De Boerenzwaluw is een echte boerenlandvogel, een luchtacrobaat van het boerenerf. De nesten worden bij voorkeur gemaakt in boerenschuren. Van april tot oktober verblijven ze in Nederland, de winter wordt in zuidelijk Afrika doorgebracht.
De Boerenzwaluw is blauwzwart van boven. Het voorhoofd en de kin zijn rood, hij heeft een zwarte borstband en de rest is roomwit. Hij heeft een lang gevorkte staart en vliegt daarmee behendig door de lucht om insecten te vangen. Om te drinken vliegen ze vlak boven het wateroppervlak en steken af en toe hun snavel in het water.

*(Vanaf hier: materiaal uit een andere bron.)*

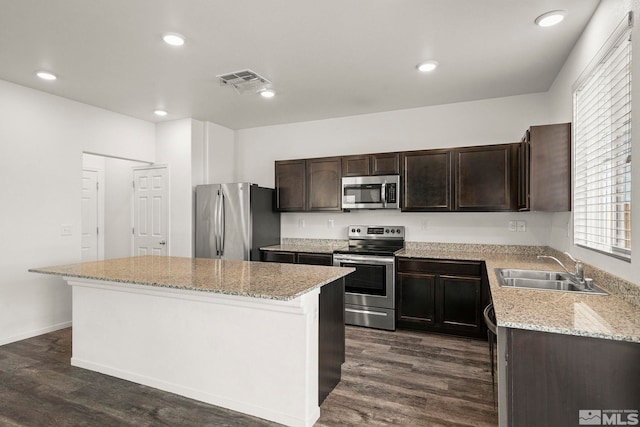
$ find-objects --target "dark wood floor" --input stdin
[0,327,497,427]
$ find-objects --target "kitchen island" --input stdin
[30,256,353,426]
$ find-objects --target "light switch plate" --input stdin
[60,224,73,236]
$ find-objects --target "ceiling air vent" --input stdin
[216,70,271,93]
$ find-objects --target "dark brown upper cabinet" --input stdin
[275,157,342,212]
[518,123,571,212]
[306,157,342,211]
[275,159,307,212]
[454,144,518,212]
[342,153,400,176]
[401,150,453,212]
[342,154,371,176]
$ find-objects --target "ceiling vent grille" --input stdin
[216,70,271,93]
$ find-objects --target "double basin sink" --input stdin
[495,268,607,295]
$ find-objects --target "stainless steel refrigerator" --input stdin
[195,182,280,261]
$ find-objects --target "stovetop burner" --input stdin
[335,225,404,255]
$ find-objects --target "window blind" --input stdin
[573,14,632,260]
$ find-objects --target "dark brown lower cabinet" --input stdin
[260,251,333,266]
[318,278,345,405]
[260,247,345,405]
[498,328,640,427]
[396,258,488,338]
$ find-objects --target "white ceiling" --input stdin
[0,0,598,129]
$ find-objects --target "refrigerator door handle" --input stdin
[211,192,220,255]
[218,190,224,256]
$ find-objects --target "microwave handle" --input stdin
[380,181,387,208]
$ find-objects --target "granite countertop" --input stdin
[29,256,354,300]
[397,245,640,343]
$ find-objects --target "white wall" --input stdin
[156,119,235,257]
[156,119,193,257]
[549,0,640,283]
[0,81,154,344]
[236,94,552,245]
[205,122,239,184]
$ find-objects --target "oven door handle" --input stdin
[333,255,395,264]
[344,308,387,317]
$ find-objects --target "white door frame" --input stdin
[80,167,106,261]
[130,164,172,256]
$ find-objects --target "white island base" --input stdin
[65,277,320,426]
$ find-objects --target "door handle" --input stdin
[380,181,387,208]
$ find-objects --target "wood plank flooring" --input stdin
[0,327,497,427]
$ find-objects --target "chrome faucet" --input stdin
[538,252,586,286]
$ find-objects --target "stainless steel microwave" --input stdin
[342,175,400,209]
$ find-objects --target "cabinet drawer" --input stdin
[398,258,482,277]
[262,251,296,264]
[298,252,333,265]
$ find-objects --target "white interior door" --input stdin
[81,169,104,262]
[133,166,169,256]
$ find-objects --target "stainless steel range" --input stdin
[333,225,404,331]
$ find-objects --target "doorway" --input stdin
[133,166,169,256]
[80,153,149,262]
[81,168,104,262]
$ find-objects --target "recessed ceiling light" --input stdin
[36,71,57,80]
[162,33,184,46]
[260,89,276,98]
[416,61,438,73]
[534,10,567,27]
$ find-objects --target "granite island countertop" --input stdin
[396,244,640,343]
[29,255,355,300]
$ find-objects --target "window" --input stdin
[573,12,632,260]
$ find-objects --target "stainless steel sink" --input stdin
[495,268,607,295]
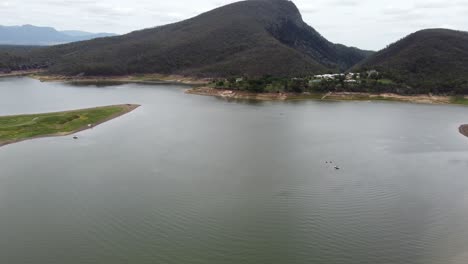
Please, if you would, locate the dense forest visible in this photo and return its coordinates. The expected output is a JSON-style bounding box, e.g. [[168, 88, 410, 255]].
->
[[353, 29, 468, 94], [0, 0, 371, 77], [0, 0, 468, 94]]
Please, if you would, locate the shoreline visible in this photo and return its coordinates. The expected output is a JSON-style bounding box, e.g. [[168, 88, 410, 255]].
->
[[4, 70, 468, 105], [186, 87, 468, 105], [29, 73, 209, 86], [0, 104, 141, 148], [0, 70, 44, 78], [460, 125, 468, 137]]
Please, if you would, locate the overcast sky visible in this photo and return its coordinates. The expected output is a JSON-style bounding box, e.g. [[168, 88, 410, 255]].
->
[[0, 0, 468, 50]]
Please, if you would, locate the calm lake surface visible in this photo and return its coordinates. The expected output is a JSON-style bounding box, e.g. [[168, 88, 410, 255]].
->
[[0, 78, 468, 264]]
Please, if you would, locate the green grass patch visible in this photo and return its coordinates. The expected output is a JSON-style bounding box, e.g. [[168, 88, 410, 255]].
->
[[0, 105, 135, 145]]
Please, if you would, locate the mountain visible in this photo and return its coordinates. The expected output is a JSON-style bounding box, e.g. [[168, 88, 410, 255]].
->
[[0, 25, 115, 46], [355, 29, 468, 93], [0, 0, 369, 77]]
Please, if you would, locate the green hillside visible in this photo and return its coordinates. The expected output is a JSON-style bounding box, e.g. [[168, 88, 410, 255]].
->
[[0, 0, 368, 77], [355, 29, 468, 94]]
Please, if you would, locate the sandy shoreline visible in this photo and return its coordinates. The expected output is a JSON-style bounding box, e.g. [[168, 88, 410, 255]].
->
[[460, 125, 468, 137], [186, 87, 464, 104], [0, 104, 140, 147]]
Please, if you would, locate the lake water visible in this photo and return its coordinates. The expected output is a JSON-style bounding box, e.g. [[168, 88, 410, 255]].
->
[[0, 78, 468, 264]]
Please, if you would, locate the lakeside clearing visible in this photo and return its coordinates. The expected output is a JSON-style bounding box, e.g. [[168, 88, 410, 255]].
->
[[460, 125, 468, 137], [0, 70, 44, 78], [186, 87, 468, 105], [0, 104, 140, 147]]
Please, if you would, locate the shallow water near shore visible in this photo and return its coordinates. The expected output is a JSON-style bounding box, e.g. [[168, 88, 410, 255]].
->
[[0, 78, 468, 264]]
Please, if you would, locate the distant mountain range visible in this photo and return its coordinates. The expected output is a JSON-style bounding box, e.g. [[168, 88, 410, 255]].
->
[[0, 0, 468, 93], [0, 25, 116, 46]]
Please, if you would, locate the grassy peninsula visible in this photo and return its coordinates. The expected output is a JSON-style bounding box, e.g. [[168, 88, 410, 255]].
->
[[0, 104, 139, 146], [460, 125, 468, 137]]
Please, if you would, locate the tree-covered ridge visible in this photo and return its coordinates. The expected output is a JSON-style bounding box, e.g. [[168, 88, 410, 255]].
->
[[0, 0, 368, 77], [355, 29, 468, 94]]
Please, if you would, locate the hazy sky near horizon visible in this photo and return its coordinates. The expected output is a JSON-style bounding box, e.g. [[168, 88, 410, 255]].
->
[[0, 0, 468, 50]]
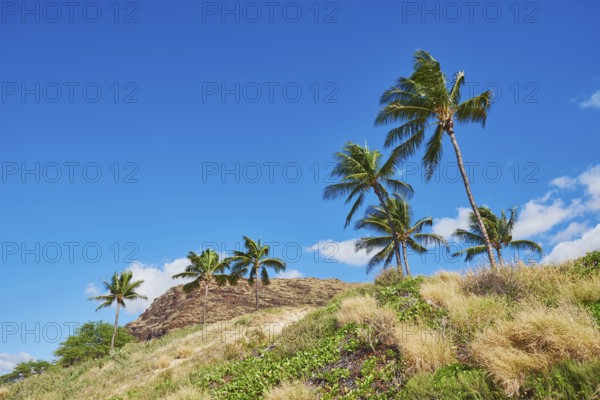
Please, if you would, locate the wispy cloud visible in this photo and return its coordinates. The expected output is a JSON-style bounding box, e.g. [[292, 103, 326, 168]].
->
[[579, 90, 600, 109], [308, 239, 371, 267]]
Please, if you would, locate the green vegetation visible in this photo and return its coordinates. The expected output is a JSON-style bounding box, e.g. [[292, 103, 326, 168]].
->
[[0, 252, 600, 400], [90, 271, 147, 353], [453, 207, 542, 265], [173, 249, 231, 325], [54, 321, 137, 367], [229, 236, 285, 311], [356, 195, 448, 276]]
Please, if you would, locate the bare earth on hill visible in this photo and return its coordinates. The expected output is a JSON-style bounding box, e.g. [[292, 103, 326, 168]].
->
[[125, 278, 352, 340]]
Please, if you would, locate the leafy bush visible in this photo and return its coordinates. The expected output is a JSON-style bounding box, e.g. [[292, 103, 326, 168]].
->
[[575, 251, 600, 276], [399, 364, 506, 400], [0, 361, 52, 383], [376, 277, 445, 326], [375, 268, 404, 287], [525, 360, 600, 400], [54, 321, 137, 367]]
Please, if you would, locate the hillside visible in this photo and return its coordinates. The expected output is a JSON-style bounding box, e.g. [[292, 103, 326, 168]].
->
[[125, 278, 352, 340], [0, 253, 600, 400]]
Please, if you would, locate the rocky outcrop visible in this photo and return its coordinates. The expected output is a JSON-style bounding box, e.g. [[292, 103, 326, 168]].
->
[[125, 278, 352, 340]]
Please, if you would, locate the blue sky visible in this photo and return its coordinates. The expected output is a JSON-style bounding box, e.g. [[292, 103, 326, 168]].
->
[[0, 0, 600, 373]]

De zwaluw broedt in los kolonieverband in de periode mei-augustus. Soms leggen ze zelfs twee (juni-juli) of drie keer per jaar (augustus) eieren afhankelijk van de omstandigheden (weer/voedsel). Per legsel heb je vaak 3-6 eieren en het duurt 12-16 dagen voor de eieren uitkomen. De zwaluwen metselen hun nesten van klei en leem, vaak op randen en richels in koeien-, varkens- of paardenstallen.
Zowel hoog als laag, maar ook wel onder bruggetjes, of aan sluizen of onder brede dak overstekken. Jongen zitten zo’n 20-24 dagen in het nest voordat ze uitvliegen, maar soms langer als het weer slecht is.